En la habitación pequeña de Nelson López, oculta detrás de una cortina, suena la radio: “Abraham sabía que Dios era poderoso para darle todo lo que había pedido”. El hombre se toca la cabeza calva y mira al vacío, como si eso pudiera arrancarlo por unos momentos de esta pesadilla. De niño llevaba a José Neyder a la iglesia evangélica, pero en cuanto creció se negó a ir. Él esperaba que, aun así, algo divino hubiera anidado en su corazón. Pero de repente se lo ha encontrado convertido en un vil asesino: “Él era un muchacho juicioso. Un peladito que le gustaba el camello. No sé por qué le dio por tomar esa decisión. Se dejó llevar por otras personas quizá”.
Oro todos los días por él, dice.
No muy lejos de allí, a un par de calles, los peces de una pecera y las cacatúas y los loros encerrados en unas jaulas se han quedado sin dueño. Igual que todos los que aparecen en esta historia, un día Andrés Manuel Mosquera se fue de casa y no regresó. Tiene 30 años, es el más bajito de los que aparecen en el retrato policial. Viste de chándal, con una camiseta blanca que en el momento del flashazo tiene ligeramente levantada. Tenía antecedentes penales por fabricación de armas, lo que según su madre le cerraba las puertas de muchos trabajos. Cumplió esa condena en prisión domiciliaria.

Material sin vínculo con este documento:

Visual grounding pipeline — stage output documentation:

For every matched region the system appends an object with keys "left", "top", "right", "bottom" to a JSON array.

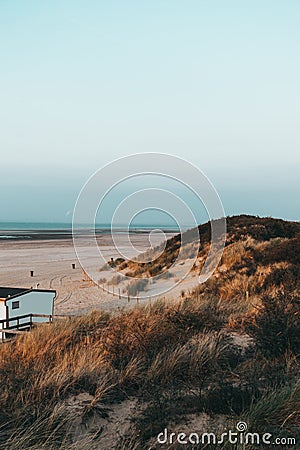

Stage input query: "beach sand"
[{"left": 0, "top": 232, "right": 199, "bottom": 315}]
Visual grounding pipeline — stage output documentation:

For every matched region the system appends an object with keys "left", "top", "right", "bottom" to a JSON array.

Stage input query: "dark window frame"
[{"left": 11, "top": 301, "right": 20, "bottom": 310}]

“Nunca lo sentí raro”, cuenta Diana Patricia Mosquera, la madre. El día que se fue tomó una gaseosa, pan, un jugo y dijo que se iba a trabajar a Ecuador para ayudar a sus dos hijas. Era la primera vez que salía de Colombia. Diana teclea todos los días en el buscador de Twitter “Fernando Villavicencio” por si aparece alguna noticia sobre su hijo. La fiscalía ecuatoriana le imputa los presuntos delitos de asesinato y tráfico de drogas. El consulado le ha enviado a la madre los requisitos para poder visitar a su hijo en la cárcel de Guayaquil, pero no tiene dinero para emprender ese viaje. A Andrés Manuel le gustaba el boxeo y bailaba danza. En su habitación, sin puerta, ha dejado un ventilador, un bafle, unas gorras y dos pares de zapatillas desperdigadas, como si tuviera planeado regresar al día siguiente. Su hermana, Tania, cree que es inocente. Su teoría es que la policía llegó al inquilinato en el que vivía su hermano, en Quito, y se llevó por delante a todos los colombianos que estaban allí.
La policía, sin embargo, los sitúa a todos ellos en la escena del crimen, un crimen que alguien más planeó. Ellos fueron el brazo ejecutor. Los sitúa en los ocho minutos que pasaron desde que el político salió del lugar, donde había dado un mitin, hasta el momento en el que abaten a Ito, detienen a otros dos implicados y dos más se escapan en moto, disparando mientras huían. Para que todo eso ocurriera, una mañana tres muchachos tuvieron que salir de sus barrios en Cali para encomendarse en una misión suicida. Está por conocerse el papel que jugaron José Neyder y Andrés Manuel, pero lo que es seguro es que Ito se colocó frente a la camioneta y empezó a disparar. Mató a su objetivo, pero en cuestión de minutos la muerte también vendría a visitarlo. Ito cumplió al dedillo con su destino trágico.